|Gerard Emanuel on Market and East St. Christiansted, reminiscing about his boyhood in town.|
Gerard is a retired history teacher and a social sciences professor who has long ties to St. Croix, but especially Christiansted. Like many of the people I interviewed he talks about walking the town and in his case carrying messages for his mother. Reminding us once again of a time without cell phones, without landlines, a time where face-to-face interactions were the basis of communication. A time where like today, when you passed someone on the street you greeted them, "Good morning" or "Good Afternoon", and stopped briefly to exchange pleasantries and inquire about the well-being of mothers, grandmothers or children.
|Gerard's family member's house on East St.|
Gerard also relayed some fascinating interpretations of how he felt culture operated as a form of social control. He commented on how jumbie stories worked as ways to keep children off of the streets, how discipline was often accompanied with proverbs that were not explained, but that you had to figure out the meaning to and how even the architecture of the buildings, like the jalousie windows, allowed one to observe the street and its "goingon" without the person on the street knowing they were being watched.

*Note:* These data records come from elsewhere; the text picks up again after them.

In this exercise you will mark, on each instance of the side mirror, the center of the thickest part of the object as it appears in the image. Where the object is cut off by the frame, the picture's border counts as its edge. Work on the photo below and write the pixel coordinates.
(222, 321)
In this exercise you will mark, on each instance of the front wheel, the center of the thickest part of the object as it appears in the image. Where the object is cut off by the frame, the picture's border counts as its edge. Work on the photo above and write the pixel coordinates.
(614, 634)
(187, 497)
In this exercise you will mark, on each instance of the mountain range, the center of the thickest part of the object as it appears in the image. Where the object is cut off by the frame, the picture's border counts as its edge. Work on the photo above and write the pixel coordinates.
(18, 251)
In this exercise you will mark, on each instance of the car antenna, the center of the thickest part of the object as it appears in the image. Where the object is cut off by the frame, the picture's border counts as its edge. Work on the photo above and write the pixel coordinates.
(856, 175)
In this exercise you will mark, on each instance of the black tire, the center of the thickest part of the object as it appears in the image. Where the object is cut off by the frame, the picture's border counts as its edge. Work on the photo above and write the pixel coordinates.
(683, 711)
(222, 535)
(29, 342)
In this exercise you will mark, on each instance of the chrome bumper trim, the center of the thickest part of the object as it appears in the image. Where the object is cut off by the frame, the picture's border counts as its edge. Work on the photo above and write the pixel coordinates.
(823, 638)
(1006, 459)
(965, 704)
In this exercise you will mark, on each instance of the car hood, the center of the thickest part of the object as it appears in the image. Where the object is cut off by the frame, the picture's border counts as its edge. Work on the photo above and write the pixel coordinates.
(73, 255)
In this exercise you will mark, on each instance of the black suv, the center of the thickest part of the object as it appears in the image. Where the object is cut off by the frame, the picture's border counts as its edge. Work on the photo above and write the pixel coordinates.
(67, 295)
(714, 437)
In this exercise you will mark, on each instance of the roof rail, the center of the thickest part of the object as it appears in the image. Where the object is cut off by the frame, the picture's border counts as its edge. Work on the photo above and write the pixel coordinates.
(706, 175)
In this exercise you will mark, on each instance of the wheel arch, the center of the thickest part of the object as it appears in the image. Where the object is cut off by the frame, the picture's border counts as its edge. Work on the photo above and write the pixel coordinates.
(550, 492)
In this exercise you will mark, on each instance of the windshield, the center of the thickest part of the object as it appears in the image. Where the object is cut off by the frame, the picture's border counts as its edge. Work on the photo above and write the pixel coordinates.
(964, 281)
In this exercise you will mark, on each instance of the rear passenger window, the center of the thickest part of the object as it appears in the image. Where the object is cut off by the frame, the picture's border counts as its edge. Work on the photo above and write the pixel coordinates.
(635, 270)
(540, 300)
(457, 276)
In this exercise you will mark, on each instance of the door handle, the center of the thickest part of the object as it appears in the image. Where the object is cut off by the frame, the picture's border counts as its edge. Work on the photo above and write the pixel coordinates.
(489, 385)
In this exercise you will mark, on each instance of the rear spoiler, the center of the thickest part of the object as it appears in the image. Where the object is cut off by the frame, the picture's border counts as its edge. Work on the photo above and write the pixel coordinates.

|Jalousie window on home on East St, Christiansted|
We also talked about the tension between celebrating and preserving a historic town, but still allowing for each generation to make its mark. He questioned the validity in wanting our town to only look the way it did in the 1800's especially considering that it represents a time where so many of the people were living under duress. He yearns for this generation to be also given the opportunity to use their imagination in fashioning our town. I hope that this work can open or inspire a path to making this happen, even if what this generation imagines is preservation.